Discovery of tiny ant species from India
Updated: Jan 29, 2022
By Anand Harshana
Ants are social insects. They are ubiquitous and so abundant that the biomass of all ants is almost equivalent to the biomass of all the human beings on earth. They live in colonies of thousands and millions of highly coordinated individuals mutually connected by a complex chemical communication system. They play various significant roles in ecosystems like predating over other insects and arthropods, as scavengers, turning and fertilizing the soil, controlling agricultural and horticultural pests, dispersing plant seeds, etc. Presently, India is home to around 850 species falling under 10 subfamilies with more than 100 genera. About 70% of Indian ant species fall under two subfamilies, Myrmicinae and Formicinae. The subfamily Formicinae is represented by 19 genera in India, and they can be identified by the presence of a single node between mesosoma and gaster, and an acidopore at the apex of gaster.
Agraulomyrmex Prins, 1983 is a little-known African ant genus in the subfamily Formicinae with only two described species from South Africa and Zimbabwe. Recently a third species Agraulomyrmex damohensis Harshana & Dey, 2021 has been discovered from India (Oriental region).
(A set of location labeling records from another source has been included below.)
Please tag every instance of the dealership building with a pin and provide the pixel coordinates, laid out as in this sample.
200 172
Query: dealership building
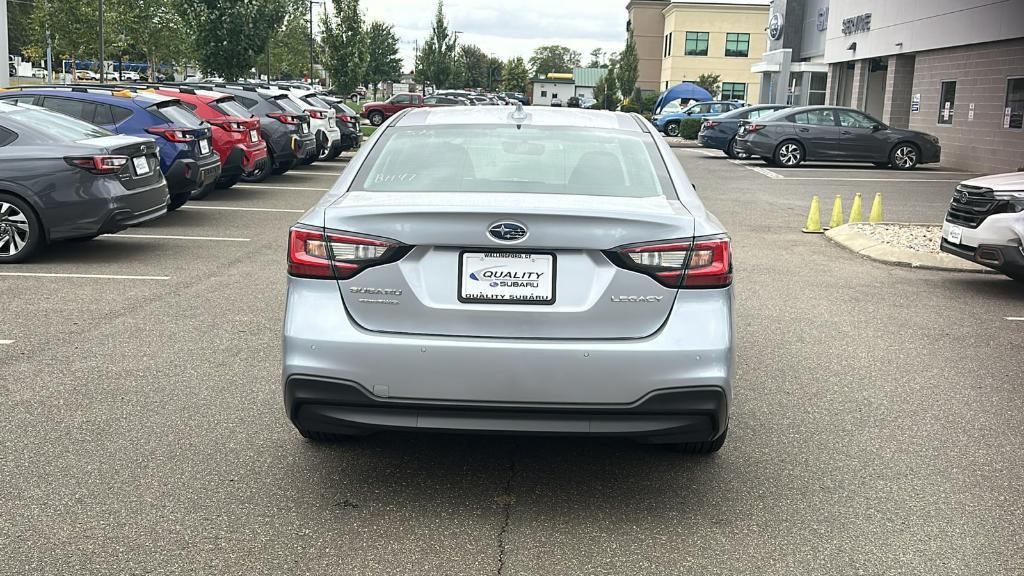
951 68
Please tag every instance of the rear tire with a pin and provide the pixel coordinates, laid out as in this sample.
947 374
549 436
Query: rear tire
709 447
18 223
790 154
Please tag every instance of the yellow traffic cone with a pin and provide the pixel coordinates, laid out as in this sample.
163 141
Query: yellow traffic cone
837 219
814 217
855 212
876 216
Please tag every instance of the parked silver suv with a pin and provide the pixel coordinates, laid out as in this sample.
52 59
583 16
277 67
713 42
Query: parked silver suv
491 269
985 222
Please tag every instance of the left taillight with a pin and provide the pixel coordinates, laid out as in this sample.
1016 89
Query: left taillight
701 262
98 164
320 253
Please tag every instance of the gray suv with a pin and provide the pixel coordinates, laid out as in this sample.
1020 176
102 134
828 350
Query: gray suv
492 270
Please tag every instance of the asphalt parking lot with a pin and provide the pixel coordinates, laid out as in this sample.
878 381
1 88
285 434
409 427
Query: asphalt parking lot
878 424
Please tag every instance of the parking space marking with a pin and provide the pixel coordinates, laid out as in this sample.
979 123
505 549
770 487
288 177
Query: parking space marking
99 276
262 187
175 237
244 209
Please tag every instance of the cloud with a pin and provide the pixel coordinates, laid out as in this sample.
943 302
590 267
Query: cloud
511 29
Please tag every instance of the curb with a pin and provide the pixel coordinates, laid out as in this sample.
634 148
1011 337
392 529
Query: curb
866 246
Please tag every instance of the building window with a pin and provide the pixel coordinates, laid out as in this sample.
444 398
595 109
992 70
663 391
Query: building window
696 44
947 99
1013 111
733 91
737 45
819 82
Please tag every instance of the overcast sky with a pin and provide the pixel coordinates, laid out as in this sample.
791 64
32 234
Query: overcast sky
508 28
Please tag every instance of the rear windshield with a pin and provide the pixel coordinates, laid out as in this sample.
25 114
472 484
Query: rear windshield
503 159
174 113
228 107
50 127
288 105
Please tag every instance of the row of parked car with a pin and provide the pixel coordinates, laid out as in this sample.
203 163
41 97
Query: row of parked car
79 162
786 136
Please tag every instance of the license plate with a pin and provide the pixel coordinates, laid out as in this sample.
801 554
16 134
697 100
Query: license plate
141 165
507 278
954 235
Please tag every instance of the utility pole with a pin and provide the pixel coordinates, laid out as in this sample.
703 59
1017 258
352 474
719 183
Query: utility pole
102 63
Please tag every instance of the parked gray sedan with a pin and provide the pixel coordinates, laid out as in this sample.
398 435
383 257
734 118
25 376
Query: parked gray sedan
62 178
836 134
502 271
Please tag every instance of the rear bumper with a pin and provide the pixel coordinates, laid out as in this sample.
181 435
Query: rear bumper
505 377
673 415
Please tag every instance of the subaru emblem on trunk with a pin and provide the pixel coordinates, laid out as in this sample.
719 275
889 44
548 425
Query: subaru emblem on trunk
507 232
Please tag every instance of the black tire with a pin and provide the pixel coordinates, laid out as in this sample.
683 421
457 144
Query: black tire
904 156
788 154
18 214
709 447
177 201
203 192
259 172
731 152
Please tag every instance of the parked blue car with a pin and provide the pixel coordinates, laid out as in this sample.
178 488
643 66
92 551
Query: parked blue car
669 123
186 156
719 132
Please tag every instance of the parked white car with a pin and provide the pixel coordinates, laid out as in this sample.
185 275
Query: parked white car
985 222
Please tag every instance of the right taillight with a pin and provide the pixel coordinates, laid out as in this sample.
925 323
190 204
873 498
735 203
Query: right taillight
701 262
320 253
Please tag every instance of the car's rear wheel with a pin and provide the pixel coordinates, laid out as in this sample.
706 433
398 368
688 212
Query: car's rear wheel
904 157
20 231
709 447
731 151
788 154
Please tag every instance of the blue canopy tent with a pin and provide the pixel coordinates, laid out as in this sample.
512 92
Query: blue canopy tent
685 90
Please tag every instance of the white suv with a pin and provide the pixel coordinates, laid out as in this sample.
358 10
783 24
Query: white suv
985 222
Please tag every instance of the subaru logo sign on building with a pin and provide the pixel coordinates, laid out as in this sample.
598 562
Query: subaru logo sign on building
507 232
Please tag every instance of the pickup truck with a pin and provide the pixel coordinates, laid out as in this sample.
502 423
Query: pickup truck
377 113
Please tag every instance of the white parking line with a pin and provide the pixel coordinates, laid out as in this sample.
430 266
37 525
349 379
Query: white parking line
100 276
244 209
176 237
263 187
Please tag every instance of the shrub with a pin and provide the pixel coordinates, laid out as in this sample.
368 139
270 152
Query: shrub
689 128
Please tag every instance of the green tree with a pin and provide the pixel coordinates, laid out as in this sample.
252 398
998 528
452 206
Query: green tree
628 70
553 58
515 76
710 82
383 64
230 35
345 44
73 30
436 60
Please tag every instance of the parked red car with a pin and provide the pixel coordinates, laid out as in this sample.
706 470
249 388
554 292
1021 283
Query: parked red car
377 113
236 133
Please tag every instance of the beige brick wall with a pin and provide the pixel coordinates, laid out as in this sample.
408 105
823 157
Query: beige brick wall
981 145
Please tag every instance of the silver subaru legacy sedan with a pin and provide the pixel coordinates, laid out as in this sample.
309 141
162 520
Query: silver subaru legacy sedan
512 271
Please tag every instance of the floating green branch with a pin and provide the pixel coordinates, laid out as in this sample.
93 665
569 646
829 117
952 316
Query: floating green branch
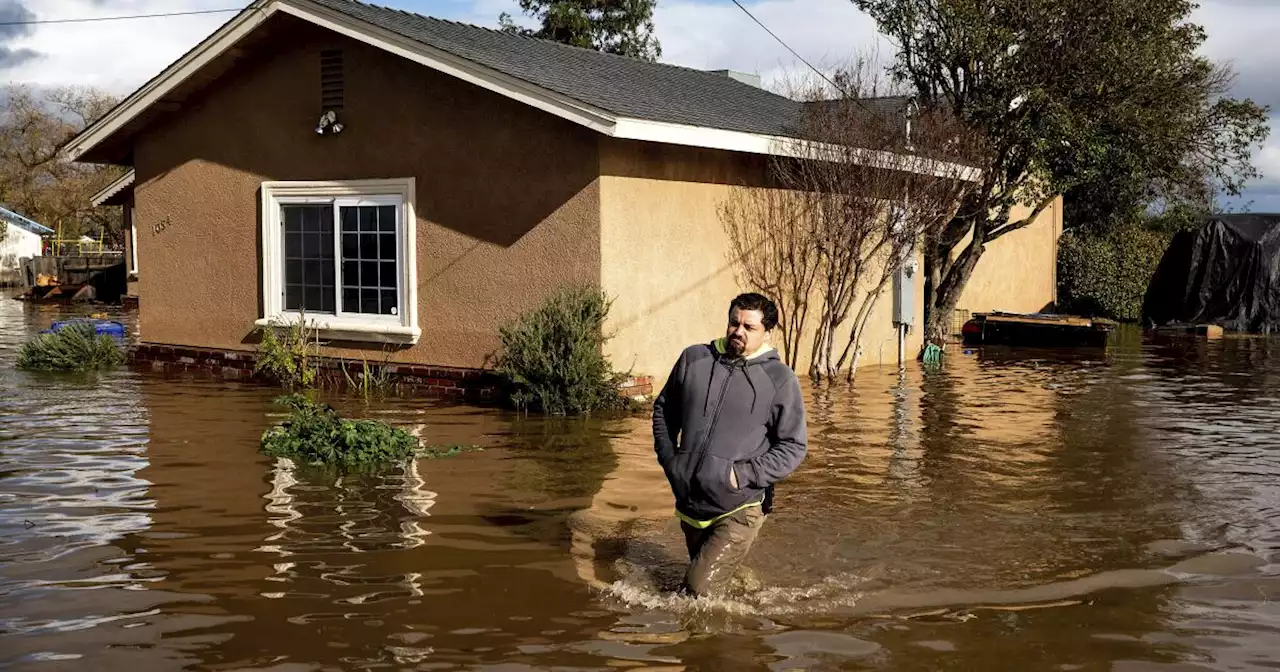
77 347
315 434
435 452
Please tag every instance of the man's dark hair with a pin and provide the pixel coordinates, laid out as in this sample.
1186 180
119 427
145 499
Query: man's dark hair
760 302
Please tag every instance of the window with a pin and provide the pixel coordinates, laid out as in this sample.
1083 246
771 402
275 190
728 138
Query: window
342 255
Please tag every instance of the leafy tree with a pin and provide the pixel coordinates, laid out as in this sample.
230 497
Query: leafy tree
1185 146
1064 94
621 27
36 179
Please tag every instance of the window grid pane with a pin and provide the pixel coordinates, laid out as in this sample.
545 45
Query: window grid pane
369 272
309 259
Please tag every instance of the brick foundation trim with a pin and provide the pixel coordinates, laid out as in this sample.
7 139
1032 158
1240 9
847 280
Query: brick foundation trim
412 379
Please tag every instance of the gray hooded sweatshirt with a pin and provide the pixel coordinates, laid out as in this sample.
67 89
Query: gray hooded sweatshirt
722 420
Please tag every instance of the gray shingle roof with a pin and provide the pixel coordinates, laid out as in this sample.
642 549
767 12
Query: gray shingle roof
624 86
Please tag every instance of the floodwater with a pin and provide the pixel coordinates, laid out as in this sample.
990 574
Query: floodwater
1114 511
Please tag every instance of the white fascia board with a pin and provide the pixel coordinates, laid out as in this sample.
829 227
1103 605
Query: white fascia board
717 138
167 81
113 188
447 63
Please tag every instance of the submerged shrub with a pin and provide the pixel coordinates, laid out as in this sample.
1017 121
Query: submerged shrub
553 356
288 353
315 434
77 347
1106 274
437 452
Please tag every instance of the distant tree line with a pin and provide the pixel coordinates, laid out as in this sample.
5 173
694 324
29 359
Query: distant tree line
36 178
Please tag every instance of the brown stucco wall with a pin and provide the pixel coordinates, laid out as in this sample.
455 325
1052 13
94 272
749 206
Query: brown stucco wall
664 256
507 196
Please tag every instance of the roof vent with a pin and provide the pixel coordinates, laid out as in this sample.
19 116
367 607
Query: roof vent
746 78
330 80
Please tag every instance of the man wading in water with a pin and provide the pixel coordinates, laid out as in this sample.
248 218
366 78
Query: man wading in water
728 424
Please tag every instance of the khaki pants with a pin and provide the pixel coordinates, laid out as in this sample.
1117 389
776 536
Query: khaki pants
716 552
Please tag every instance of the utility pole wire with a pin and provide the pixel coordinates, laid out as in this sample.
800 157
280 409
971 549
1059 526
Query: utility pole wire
90 19
791 50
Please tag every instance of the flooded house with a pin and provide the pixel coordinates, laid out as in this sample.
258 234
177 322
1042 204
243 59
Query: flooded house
414 183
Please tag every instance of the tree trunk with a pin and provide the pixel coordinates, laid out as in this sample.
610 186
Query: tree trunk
942 297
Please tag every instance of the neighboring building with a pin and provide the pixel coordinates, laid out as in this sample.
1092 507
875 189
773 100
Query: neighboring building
464 174
22 240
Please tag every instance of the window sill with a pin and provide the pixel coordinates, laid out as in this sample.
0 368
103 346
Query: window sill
371 332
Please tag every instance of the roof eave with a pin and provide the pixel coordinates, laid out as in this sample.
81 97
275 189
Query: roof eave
115 192
88 145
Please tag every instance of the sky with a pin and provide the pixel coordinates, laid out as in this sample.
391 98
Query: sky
120 55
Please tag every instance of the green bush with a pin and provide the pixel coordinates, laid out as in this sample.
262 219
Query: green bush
288 353
77 347
315 434
553 356
1106 274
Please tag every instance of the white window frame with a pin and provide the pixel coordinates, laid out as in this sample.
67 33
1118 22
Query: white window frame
342 325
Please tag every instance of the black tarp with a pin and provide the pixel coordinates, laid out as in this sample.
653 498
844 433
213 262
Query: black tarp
1225 273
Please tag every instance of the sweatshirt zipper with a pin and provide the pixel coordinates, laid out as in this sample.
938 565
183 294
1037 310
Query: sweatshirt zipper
711 432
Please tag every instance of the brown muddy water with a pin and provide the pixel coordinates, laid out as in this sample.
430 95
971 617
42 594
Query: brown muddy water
1010 512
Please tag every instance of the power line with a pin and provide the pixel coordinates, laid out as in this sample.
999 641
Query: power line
791 50
37 22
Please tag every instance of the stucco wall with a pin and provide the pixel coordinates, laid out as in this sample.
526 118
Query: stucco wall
507 196
18 243
1018 272
664 256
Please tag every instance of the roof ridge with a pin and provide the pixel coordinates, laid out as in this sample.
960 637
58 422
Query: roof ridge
554 44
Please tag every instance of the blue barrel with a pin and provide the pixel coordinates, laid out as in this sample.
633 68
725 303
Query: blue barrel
101 327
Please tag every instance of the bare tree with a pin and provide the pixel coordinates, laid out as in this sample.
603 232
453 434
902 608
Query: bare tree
36 179
863 181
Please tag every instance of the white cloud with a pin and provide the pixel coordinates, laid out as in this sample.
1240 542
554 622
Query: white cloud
716 36
122 55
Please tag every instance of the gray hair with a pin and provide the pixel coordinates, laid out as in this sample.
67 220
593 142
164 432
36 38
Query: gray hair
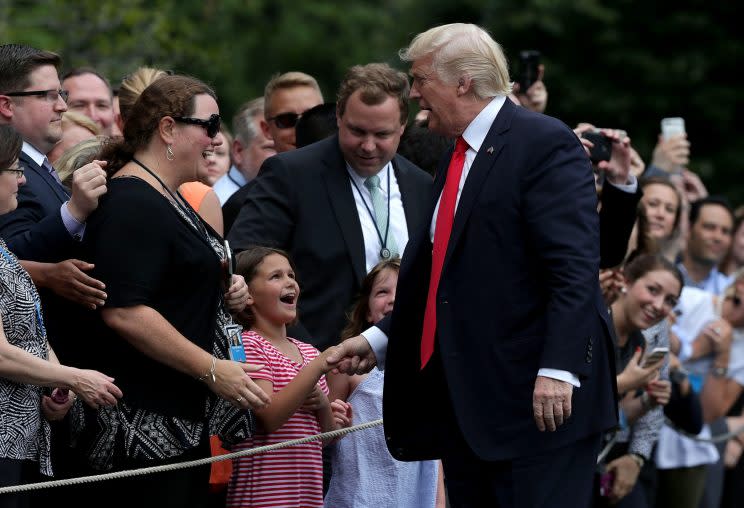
461 49
244 127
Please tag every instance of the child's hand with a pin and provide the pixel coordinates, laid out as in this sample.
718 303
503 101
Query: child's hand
237 294
342 414
315 400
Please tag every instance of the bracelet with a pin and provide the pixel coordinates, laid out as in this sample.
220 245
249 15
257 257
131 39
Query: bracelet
210 372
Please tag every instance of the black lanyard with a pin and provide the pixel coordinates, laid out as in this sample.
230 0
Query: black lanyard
180 203
384 251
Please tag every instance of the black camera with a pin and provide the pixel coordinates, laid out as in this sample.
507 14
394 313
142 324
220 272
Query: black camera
529 61
602 149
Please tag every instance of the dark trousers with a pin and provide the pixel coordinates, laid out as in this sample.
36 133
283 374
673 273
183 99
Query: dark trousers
556 478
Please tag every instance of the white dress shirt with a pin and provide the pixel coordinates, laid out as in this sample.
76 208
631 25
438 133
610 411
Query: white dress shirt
398 226
474 135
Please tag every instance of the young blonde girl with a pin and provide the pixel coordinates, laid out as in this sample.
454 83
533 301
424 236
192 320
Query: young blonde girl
364 472
293 372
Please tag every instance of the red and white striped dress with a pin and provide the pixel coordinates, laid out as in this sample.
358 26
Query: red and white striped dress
289 477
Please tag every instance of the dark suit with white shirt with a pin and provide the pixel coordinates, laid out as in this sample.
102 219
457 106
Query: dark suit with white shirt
303 202
518 293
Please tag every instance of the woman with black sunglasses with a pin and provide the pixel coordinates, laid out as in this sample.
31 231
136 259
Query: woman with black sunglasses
27 363
166 326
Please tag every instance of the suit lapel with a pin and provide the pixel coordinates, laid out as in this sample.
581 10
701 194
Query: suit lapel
485 160
408 194
344 207
46 177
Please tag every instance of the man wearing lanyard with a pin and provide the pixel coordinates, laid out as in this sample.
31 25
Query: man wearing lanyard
342 204
497 354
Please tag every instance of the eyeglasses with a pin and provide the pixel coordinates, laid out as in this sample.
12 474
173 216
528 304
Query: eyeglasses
285 120
18 172
212 125
49 95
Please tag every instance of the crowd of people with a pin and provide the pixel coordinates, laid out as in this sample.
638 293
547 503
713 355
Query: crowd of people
539 325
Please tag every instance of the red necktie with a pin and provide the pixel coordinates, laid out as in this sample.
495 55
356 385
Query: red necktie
442 230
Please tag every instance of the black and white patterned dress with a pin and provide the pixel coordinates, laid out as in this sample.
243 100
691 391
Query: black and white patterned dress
24 432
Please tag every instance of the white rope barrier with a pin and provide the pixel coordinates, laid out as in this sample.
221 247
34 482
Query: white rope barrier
713 439
183 465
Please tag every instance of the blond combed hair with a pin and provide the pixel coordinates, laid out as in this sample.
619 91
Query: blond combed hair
462 49
79 119
133 85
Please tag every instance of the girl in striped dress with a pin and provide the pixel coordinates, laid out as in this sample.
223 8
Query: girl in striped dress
294 373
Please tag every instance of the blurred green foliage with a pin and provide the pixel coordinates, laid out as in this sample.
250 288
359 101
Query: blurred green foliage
624 64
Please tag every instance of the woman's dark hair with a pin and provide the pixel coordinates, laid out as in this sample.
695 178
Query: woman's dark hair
166 96
10 146
646 244
357 318
645 263
247 263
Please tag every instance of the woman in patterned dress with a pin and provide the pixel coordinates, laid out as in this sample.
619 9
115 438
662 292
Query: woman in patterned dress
27 363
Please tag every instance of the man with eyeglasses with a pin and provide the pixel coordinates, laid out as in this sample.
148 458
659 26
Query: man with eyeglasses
286 98
47 227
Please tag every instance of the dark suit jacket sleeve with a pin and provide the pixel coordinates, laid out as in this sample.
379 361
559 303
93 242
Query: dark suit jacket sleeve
33 234
616 219
267 216
562 224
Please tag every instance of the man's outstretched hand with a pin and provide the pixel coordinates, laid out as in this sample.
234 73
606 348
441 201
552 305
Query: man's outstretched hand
551 403
353 356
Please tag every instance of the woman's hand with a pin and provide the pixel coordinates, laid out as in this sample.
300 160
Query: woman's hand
95 389
54 411
314 400
237 295
634 376
626 471
342 413
232 383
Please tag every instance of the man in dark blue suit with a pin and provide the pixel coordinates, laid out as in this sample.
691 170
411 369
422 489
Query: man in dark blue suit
497 355
314 201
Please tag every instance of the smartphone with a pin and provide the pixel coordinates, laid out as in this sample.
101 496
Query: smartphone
654 356
673 126
602 149
529 61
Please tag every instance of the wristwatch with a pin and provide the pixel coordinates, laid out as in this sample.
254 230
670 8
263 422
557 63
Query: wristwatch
718 371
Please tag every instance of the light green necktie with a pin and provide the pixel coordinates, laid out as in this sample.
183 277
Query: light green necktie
380 207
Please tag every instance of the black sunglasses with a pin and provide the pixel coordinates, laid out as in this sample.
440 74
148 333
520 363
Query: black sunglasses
212 125
285 120
50 95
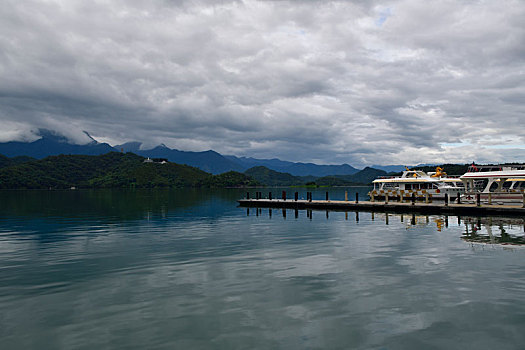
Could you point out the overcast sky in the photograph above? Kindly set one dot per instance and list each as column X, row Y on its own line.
column 358, row 82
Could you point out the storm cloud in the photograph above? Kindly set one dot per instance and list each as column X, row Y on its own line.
column 363, row 82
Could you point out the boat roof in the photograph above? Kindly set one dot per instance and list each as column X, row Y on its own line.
column 416, row 180
column 502, row 174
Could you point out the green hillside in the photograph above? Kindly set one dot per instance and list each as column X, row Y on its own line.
column 273, row 178
column 111, row 170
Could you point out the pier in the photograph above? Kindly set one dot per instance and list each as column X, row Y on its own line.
column 411, row 206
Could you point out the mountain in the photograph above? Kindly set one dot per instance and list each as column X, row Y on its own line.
column 367, row 175
column 270, row 177
column 389, row 168
column 209, row 161
column 52, row 143
column 296, row 169
column 6, row 161
column 111, row 170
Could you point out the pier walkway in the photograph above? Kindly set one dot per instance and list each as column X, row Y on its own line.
column 392, row 207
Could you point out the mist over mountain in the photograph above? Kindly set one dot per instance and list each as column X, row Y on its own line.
column 53, row 143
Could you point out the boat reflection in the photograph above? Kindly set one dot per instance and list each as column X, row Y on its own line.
column 491, row 230
column 494, row 230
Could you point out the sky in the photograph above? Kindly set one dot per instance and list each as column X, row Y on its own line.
column 329, row 82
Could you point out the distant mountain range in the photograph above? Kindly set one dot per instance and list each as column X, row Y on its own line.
column 52, row 143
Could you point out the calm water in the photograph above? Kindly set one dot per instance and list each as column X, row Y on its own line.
column 190, row 270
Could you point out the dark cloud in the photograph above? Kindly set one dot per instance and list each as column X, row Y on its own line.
column 327, row 81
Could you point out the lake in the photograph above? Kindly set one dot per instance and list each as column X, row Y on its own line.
column 189, row 269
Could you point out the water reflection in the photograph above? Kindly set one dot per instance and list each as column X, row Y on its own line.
column 494, row 230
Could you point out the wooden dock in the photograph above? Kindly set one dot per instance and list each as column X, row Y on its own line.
column 390, row 207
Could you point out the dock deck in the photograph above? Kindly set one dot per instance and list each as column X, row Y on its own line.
column 392, row 207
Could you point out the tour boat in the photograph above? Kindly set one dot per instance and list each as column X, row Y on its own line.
column 432, row 185
column 494, row 184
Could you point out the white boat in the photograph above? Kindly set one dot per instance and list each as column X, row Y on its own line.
column 432, row 185
column 495, row 184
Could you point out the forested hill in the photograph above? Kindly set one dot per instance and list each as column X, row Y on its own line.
column 111, row 170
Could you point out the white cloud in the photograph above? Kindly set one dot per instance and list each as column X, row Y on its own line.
column 356, row 82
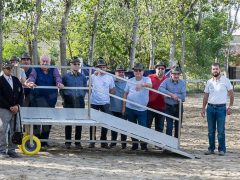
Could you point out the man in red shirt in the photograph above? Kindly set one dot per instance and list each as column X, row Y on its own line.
column 156, row 101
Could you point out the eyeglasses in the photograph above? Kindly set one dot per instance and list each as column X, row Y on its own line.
column 137, row 70
column 8, row 68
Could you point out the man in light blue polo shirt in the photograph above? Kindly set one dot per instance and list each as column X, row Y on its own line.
column 116, row 104
column 136, row 93
column 102, row 85
column 176, row 88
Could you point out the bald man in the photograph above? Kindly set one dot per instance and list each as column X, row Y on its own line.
column 44, row 76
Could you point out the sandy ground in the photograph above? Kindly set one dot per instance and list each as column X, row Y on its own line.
column 59, row 163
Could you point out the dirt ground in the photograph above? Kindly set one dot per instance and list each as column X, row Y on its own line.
column 59, row 163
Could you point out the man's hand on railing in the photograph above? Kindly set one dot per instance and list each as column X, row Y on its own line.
column 174, row 96
column 203, row 112
column 60, row 85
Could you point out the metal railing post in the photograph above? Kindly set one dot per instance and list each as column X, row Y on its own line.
column 179, row 121
column 89, row 92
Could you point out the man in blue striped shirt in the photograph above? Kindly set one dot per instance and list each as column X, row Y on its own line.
column 74, row 98
column 176, row 89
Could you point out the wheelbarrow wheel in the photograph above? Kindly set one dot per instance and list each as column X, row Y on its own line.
column 27, row 148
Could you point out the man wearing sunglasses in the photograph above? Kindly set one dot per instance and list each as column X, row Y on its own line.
column 156, row 101
column 73, row 98
column 176, row 89
column 102, row 85
column 11, row 96
column 136, row 92
column 44, row 76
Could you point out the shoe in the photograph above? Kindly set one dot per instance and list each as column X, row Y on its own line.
column 105, row 145
column 68, row 146
column 13, row 154
column 124, row 146
column 134, row 148
column 221, row 153
column 91, row 145
column 209, row 152
column 78, row 146
column 3, row 155
column 112, row 145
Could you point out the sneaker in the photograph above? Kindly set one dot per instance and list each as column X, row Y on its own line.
column 134, row 148
column 124, row 146
column 104, row 145
column 3, row 155
column 221, row 153
column 78, row 146
column 209, row 152
column 91, row 145
column 68, row 146
column 112, row 145
column 13, row 154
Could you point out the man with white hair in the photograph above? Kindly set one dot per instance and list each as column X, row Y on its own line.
column 44, row 76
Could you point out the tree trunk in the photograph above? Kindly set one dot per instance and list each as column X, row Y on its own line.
column 172, row 53
column 1, row 29
column 35, row 32
column 134, row 35
column 94, row 34
column 230, row 27
column 63, row 35
column 183, row 54
column 151, row 40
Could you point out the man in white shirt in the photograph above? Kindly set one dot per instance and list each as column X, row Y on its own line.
column 215, row 97
column 102, row 85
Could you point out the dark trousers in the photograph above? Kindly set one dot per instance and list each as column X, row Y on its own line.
column 173, row 110
column 140, row 118
column 42, row 132
column 114, row 133
column 159, row 120
column 77, row 102
column 103, row 108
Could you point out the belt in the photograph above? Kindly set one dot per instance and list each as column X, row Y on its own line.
column 216, row 105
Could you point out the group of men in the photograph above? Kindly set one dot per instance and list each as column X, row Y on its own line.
column 137, row 90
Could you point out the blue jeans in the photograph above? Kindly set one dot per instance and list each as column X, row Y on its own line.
column 216, row 118
column 137, row 117
column 159, row 120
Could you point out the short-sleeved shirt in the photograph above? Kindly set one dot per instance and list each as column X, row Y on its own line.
column 156, row 101
column 140, row 97
column 218, row 90
column 116, row 104
column 101, row 85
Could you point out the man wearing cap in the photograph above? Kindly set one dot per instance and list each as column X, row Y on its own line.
column 44, row 76
column 215, row 97
column 17, row 71
column 102, row 85
column 176, row 89
column 26, row 60
column 156, row 101
column 73, row 98
column 136, row 92
column 11, row 97
column 116, row 104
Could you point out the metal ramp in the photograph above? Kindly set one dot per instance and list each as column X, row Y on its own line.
column 75, row 116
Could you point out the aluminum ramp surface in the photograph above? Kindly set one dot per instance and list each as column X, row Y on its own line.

It is the newest species of ant added to the Indian ant fauna. It was discovered from Damoh, Madhya Pradesh. This species is so tiny (1.1 mm) that it remained unnoticed during collection. It was collected inadvertently and it is possibly the smallest ant species in India. It has been placed in the genus Agraulomyrmex based on the structure of mesosoma which is devoid of mesometanotal suture and metanotal groove, presence of nine segmented antennae without a distinct club and absence of ocelli. This discovery paves way for the studies of other small sized ants present around us which stayed unnoticed till date.
For further details, please refer to:
Harshana A. and Dey D. 2021. First record of the ant genus Agraulomyrmex Prins, 1983 (Formicidae: Formicinae) from India, with description of a new species. Oriental Insects, DOI: 10.1080/00305316.2021.2023056
Anand Harshana, a Research Scholar at Division of Entomology, ICAR-IARI, New Delhi-110012, India.